ありえない展開にドキドキしながらも、前を見据えて自転車を漕ぐ小池君の耳元に顔を寄せる。




「おばあちゃん…助けてくれてありがと」

「いや……」




そっけない返事。
でも、この人の優しさを既に知ってるからかな、全然ありだよって思えちゃう。





キッ!




「わっ!」



学校の前。
急なブレーキに立ち乗りしてた私は、思わず前のめりになる。




「あ……」





咄嗟に、ギュッとつかまった小池君の首。
洗ったばかりのシャツの匂いと、サラっとした髪の感触。細身なのに、私の体を支えるしっかりした肩幅。




ドキン………





今ここだけが、時間を止めたように思えた。


その中で、心臓の音だけは、うるさいくらいに分かる。




「サンキュ。もうここで………」





背中に響いてくる小池君の声………。

やだ。

離れたくないよ。
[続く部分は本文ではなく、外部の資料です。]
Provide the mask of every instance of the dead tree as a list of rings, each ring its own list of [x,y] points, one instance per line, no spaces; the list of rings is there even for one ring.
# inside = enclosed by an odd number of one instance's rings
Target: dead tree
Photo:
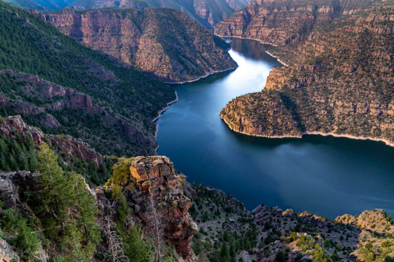
[[[104,261],[112,262],[129,262],[129,258],[125,255],[123,239],[116,234],[116,225],[109,216],[105,217],[104,226],[104,237],[107,241],[108,250],[104,255]]]
[[[149,210],[150,212],[149,215],[149,227],[150,227],[150,234],[153,240],[153,243],[156,246],[156,255],[157,261],[160,262],[162,259],[161,248],[164,235],[163,217],[162,212],[157,210],[156,202],[153,199],[153,196],[150,194],[149,196]]]

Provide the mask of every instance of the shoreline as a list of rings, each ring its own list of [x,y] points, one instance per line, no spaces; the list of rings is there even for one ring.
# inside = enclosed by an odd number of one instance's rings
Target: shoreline
[[[227,50],[228,51],[228,50]],[[233,68],[228,68],[227,69],[224,69],[223,70],[220,70],[220,71],[215,71],[207,73],[207,74],[198,77],[197,78],[195,78],[195,79],[193,80],[189,80],[187,81],[184,81],[183,82],[164,82],[164,83],[166,84],[182,84],[186,83],[191,83],[192,82],[195,82],[196,81],[198,81],[200,79],[202,79],[203,78],[205,78],[205,77],[207,77],[211,75],[213,75],[213,74],[216,74],[218,73],[222,73],[226,71],[228,71],[229,70],[232,70],[233,69],[236,69],[239,67],[239,66],[237,64],[236,67],[234,67]]]
[[[176,93],[176,91],[174,91],[174,92],[175,92],[175,96],[176,97],[175,100],[168,102],[168,103],[167,103],[167,106],[165,106],[160,111],[158,111],[157,116],[153,118],[153,119],[152,120],[152,122],[155,122],[157,119],[160,118],[160,117],[162,116],[162,113],[163,113],[164,111],[168,109],[170,107],[170,105],[171,104],[173,104],[174,103],[178,101],[178,99],[179,99],[179,98],[178,97],[178,94]]]
[[[351,135],[337,134],[333,134],[332,133],[324,133],[322,132],[318,132],[316,131],[305,132],[302,133],[300,136],[292,135],[283,135],[282,136],[266,136],[263,135],[251,135],[250,134],[248,134],[246,132],[240,132],[239,131],[237,131],[237,130],[235,130],[233,127],[230,126],[228,121],[226,121],[221,115],[220,116],[220,118],[222,119],[222,120],[223,120],[223,121],[226,123],[226,124],[227,125],[227,126],[232,131],[234,132],[237,132],[239,134],[242,134],[243,135],[245,135],[246,136],[249,136],[251,137],[262,137],[262,138],[265,138],[272,139],[281,139],[283,138],[302,139],[304,136],[306,136],[308,135],[313,135],[321,136],[322,137],[331,136],[331,137],[338,137],[338,138],[342,137],[342,138],[348,138],[349,139],[353,139],[354,140],[364,140],[364,141],[369,140],[369,141],[375,141],[375,142],[381,142],[384,143],[386,144],[386,145],[388,146],[394,147],[394,143],[391,142],[388,140],[387,140],[387,139],[385,139],[384,138],[370,138],[368,137],[358,137],[356,136],[352,136]]]
[[[277,45],[275,45],[274,43],[269,43],[269,42],[263,42],[263,41],[262,41],[262,40],[261,40],[260,39],[255,39],[255,38],[251,38],[250,37],[240,37],[240,36],[220,36],[219,35],[217,35],[217,34],[214,34],[214,34],[215,35],[216,35],[216,36],[219,36],[219,37],[222,37],[222,38],[248,39],[250,39],[250,40],[254,40],[255,41],[258,41],[260,43],[262,43],[263,45],[269,45],[272,46],[273,47],[277,47],[278,46]],[[284,62],[282,60],[281,60],[280,59],[279,59],[279,56],[275,56],[275,55],[273,55],[272,54],[270,53],[269,51],[268,51],[267,50],[266,50],[265,52],[267,54],[268,54],[268,55],[269,55],[270,56],[271,56],[272,57],[273,57],[274,58],[276,58],[277,60],[278,60],[278,62],[281,63],[285,67],[289,67],[288,64],[287,64],[287,63],[286,63],[285,62]]]
[[[276,58],[277,60],[278,60],[278,61],[281,63],[285,67],[288,68],[289,67],[289,65],[286,63],[285,62],[283,62],[282,60],[281,60],[280,59],[279,59],[279,57],[276,55],[273,55],[272,54],[269,52],[268,50],[266,50],[265,52],[267,53],[268,55],[270,55],[274,58]]]
[[[175,103],[175,102],[178,101],[178,100],[179,99],[179,98],[178,97],[178,93],[176,93],[176,91],[175,91],[175,96],[176,97],[176,98],[175,99],[175,100],[173,100],[172,101],[170,101],[168,102],[167,103],[167,106],[165,107],[164,108],[163,108],[161,111],[159,111],[157,112],[157,116],[156,116],[156,117],[153,118],[153,119],[152,120],[152,122],[154,122],[156,121],[157,121],[157,119],[160,118],[160,117],[162,116],[162,114],[163,112],[164,112],[166,110],[167,110],[167,109],[170,108],[170,105],[171,105],[171,104],[173,104],[174,103]],[[156,138],[157,137],[157,132],[159,132],[159,124],[157,124],[156,123],[156,130],[154,132],[154,138],[155,138],[155,139],[156,139]],[[156,141],[156,142],[157,143],[157,140]],[[156,152],[157,152],[157,149],[159,149],[159,144],[157,144],[157,146],[154,149],[154,151],[156,151]]]

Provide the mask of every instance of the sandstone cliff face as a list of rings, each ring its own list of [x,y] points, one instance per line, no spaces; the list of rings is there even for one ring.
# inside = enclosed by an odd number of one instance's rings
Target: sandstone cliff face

もう少しこのままで………




ギュッ




大胆にも首に回した腕に力を加えて、離れたくない意志を示す。




「成…宮?」

「好き…」




言ってしまった。これで拒否られたらこんな関係は二度と望めないのに………。


でも…それでも…



もう後には引けなかった。




「好きだったの。小池君、あんまり喋らない人だから、皆誤解してるけど……表情見てればちゃんと分かるって気付いてからは…ずっと見てたの!今日のことも含めて、本当は優しい人だって分かったら……もう我慢できないよ」



声が震える。
きゅって腕に力を入れる。じゃないと腕まで震えてしまいそうだから。



そっ



腕に乗せられた大きな手の平。それが、ポンポンと優しく叩いてくれてる。